В 1928–1929 годах появилось много прохожих людей, собиравших по деревням милостыню на пропитание. Они рассказывали, что там далеко, на Волге, была засуха, хлеб не уродился, люди мрут от голода, да и есть указ советской власти в деревнях всех крестьян объединять в коммуны и колхозы, принимать в них будут только бедняков, а кто живет хорошо — у тех будут отбирать землю, и хлеб, и скот. Деревенские мужики и взрослые парни почувствовали большие перемены в жизни деревни. По железной дороге на Котлас почти ежедневно шли составы товарных вагонов, в которых везли людей целыми семьями. Эти вагоны-теплушки охранялись конвоирами с собаками. Люди говорили, что везут на север, на Печору «контру» и кулаков, которые идут против советской власти. Мальчишки моего возраста босиком бегали на разъезд посмотреть на эти охраняемые поезда с людьми.

Мужики и бабы стали сдержаннее друг с другом, даже сосед с соседом. Из деревни ночью выехали два брата: Степан и Иван с женами, а куда уехали, никто не знал. Уполномоченный из сельсовета приехал в деревню, передал скот беднякам, и два дома посреди деревни заколотили досками. Стали убывать из деревни молодые парни, которые не успели пожениться и обзавестись семьей. Шли слухи, что уезжали в Архангельск и Мурманск — там берут без паспортов и метрик на пароходы. Осень 1929 года принесла в жизнь деревни большие перемены. В деревню приехали уполномоченные с района и председатель сельсовета Кочкин. Собрали всех людей деревни «под липу», здесь обычно собирали деревенский сход еще в незапамятные времена, стали объяснять, что, мол, для лучшей жизни в деревне советская власть предлагает всем жителям деревни объединиться в коммуну.
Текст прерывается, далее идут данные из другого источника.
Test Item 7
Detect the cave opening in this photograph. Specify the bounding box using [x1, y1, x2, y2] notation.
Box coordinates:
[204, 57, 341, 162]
В коммуне все будут равными, не будет ни бедняков, ни батраков, земля и скот будут общими. Все будут питаться из одного котла, будет организована общая деревенская кухня и столовая. Несколько дней длилась канитель организации коммуны. Большинство деревенских семей подписались за организацию коммуны, однако ночами стали уничтожать, пускать под нож свою скотину, особенно овец, чтобы не сдавать в общее стадо.

Пустующие два дома и все дворовые постройки к ним использовались для столовой и красного уголка... Вся эта затея с коммуной шла подчас трагически. Несколько крестьянских семей отказались войти в коммуну, а престарелые, особенно старушки, сидели дома — никуда, ни в столовую, ни на улицу не выходили из домов, и, молясь Богу, причитали: что же это? Не преставление ли света? Появлялись деревенские ссоры, доходившие до драк. Иногда безлошадный мужик запрягал в сани чужого коня, или один меньше другого подвозил зерна к общему амбару. Куда-то исчезла прежняя крестьянская дружба и радость труда. Дети и подростки часто ругались и дрались между собой, меньше пели девчонки, и стал замолкать голос гармошки, хотя гармонистов в деревне было немало. Зима и начало 1930 года в деревне прошли спокойно. Я уже ходил в школу за полторы версты в деревню Тчаниково. Школа была в пятистенном доме зажиточного мужика Фильки Пугаря, который тоже, как и многие другие, перед организацией коммуны уехал Бог знает куда. Ребятишки и девчонки ходили в школу из шести деревень. Верхняя одежда: шапка, зипун — сшиты из овечьих овчин, рубашка, штаны — из сурового домотканого холста и покрашены черной и синей краской. Валеночки имели не все дети, остальные носили лапти и портяночки, обмотанные веревочками из липовой коры. Да и взрослые деревенские одевались небогато, для праздников хранилась одна рубаха и штаны, а в обыденную рабочую пору носили всякую одежду, даже сплошь штопанную заплатками. У каждого школьника была сшита сумка из холста на лямочке через плечо. Туда укладывали тетрадки, кусок хлеба и две-три картофелины и четушку молока — это провизия на обед. В деревне нам в столовой приходилось поесть только вечером, да и то после того, как поужинают взрослые...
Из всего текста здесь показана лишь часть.